A 2017 Bishop Blanchet High School graduate and Kirkland native is serving at the Navy’s largest aviation training center.
Airman Charles Heitz serves with the Naval Air Technical Training Center (NATTC) at Naval Air Station (NAS) Pensacola, Florida.
Undesignated airmen have the opportunity to be assigned to different types of job fields until they choose their final job.
Heitz credits success in the Navy with lessons learned growing up in Kirkland.
“I learned how to work with people and get along with others,” Heitz said in a press release.
NAS Pensacola, “The Cradle of Naval Aviation,” is best known as the initial primary training base for all U.S. Navy, Marine Corps and Coast Guard officers pursuing designations as Naval Aviators and Naval Flight Officers.
Once these service members finish training they are deployed around the world putting their skill set to work flying jets from aircraft carriers, submarine-hunting helicopters, serving as aircrew operating sophisticated radar and weapons systems, electronic warfare and more. Operating on land, air, or sea, they represent the best of operational and training support.
Pensacola is home to the world-renowned Blue Angels Flight Demonstration Squadron and boast an overall workforce of 16,000 military and 7,400 civilian personnel.
“As sailors forged by the sea, we will continue to be the Navy the nation needs,” Capt. Maxine Goodridge, Commanding Officer Naval Air Technical Training Center, said in a press release. “Providing high velocity learning at every level is what we do best.”
Planes cannot fly without the highest quality and best-trained aircraft technicians to support naval operations around the world. NATTC provides four major departments; Air Traffic Control, Avionics, Air Training and Mechanical Training for nearly all enlisted aircraft maintenance and enlisted aircrew specialties. NATTC is turning out a viable product. Sailors and Marines who move on to fleet duty arrive prepared and motivated. Their training must continue “on the job” as they become acclimated to a particular aircraft in a particular squadron, be it a carrier-based F-18 Hornet unit, a land-based P-3C Orion squadron or an SH-60 Seahawk detachment operating from a cruiser.

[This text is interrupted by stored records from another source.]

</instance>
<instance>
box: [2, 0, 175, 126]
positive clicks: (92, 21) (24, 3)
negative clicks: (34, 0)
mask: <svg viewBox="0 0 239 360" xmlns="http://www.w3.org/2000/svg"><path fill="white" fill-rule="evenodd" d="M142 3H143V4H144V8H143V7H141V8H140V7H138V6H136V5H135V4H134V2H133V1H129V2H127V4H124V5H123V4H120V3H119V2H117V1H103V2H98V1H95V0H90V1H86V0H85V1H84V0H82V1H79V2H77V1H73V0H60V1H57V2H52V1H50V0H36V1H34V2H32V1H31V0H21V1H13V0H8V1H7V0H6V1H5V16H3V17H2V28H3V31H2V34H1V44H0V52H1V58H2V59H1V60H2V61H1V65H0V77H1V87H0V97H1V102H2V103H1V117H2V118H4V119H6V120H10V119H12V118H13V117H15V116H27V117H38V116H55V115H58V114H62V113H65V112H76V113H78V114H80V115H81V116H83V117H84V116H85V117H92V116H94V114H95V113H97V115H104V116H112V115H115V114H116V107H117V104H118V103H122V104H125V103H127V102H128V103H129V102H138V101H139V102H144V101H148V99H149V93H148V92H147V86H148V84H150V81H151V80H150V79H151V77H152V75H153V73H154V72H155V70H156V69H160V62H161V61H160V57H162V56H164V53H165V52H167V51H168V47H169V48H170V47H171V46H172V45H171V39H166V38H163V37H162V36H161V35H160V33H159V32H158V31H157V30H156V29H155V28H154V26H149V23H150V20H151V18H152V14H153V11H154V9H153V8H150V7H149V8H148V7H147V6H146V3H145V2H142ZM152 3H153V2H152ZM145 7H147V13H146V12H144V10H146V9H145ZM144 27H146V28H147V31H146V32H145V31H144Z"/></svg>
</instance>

NATTC was commissioned in 1943 and today, the training center is 5,300 strong including students, instructors and support personnel.

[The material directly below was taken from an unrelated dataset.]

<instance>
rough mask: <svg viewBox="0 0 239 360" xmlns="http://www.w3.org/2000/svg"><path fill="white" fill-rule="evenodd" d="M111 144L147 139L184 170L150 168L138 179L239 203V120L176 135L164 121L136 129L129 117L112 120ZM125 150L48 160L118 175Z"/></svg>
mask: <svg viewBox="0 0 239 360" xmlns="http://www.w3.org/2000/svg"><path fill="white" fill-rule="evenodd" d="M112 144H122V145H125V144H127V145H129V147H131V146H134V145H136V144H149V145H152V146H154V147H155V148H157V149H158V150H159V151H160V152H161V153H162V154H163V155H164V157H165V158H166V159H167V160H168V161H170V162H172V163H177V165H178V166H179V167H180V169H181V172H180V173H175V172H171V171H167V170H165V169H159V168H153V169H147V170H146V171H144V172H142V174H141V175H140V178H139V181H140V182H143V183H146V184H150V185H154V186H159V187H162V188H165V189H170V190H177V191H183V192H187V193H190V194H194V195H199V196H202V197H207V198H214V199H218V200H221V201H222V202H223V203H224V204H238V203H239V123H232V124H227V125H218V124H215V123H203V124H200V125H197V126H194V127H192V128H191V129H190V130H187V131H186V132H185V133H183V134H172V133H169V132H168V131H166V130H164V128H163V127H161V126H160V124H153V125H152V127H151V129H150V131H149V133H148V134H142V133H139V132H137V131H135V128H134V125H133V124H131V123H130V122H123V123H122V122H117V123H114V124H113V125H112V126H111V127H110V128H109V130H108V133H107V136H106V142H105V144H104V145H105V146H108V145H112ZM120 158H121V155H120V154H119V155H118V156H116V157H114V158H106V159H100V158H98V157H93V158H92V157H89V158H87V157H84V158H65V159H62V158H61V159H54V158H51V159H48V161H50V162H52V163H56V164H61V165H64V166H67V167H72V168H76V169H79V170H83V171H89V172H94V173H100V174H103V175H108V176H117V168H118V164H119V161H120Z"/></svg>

The largest part of the student body is comprised of sailors attending their first technical training schools where they learn knowledge and skills required to perform as technicians at the third class petty officer level, similar to a civilian apprentice. Advanced technical schools provide higher-level technical knowledge for senior petty officers, who serve as front-line supervisors, and in similar roles as civilian journeyman. NATTC also conducts technical training for Naval officers, who supervise enlisted personnel.
Heitz has military ties with family members who have previously served and is honored to carry on the family tradition.
“My grandfather was in Vietnam, and my grandmother was an Army nurse,” Heitz said in a press release.
More than 15,000 Navy and Marine Corps students graduate from NATTC each year illustrating how their existing programs fit into their philosophy of completing the mission with well-trained, well-led and motivated personnel, according to Navy officials.
As a member of one of the U.S. Navy’s most relied-upon assets, Heitz and other sailors know they are part of a legacy that will last beyond their lifetimes providing the Navy the nation needs.
“Serving in the Navy means being a part of something bigger than myself and doing something great in my life,” Heitz said in a press release.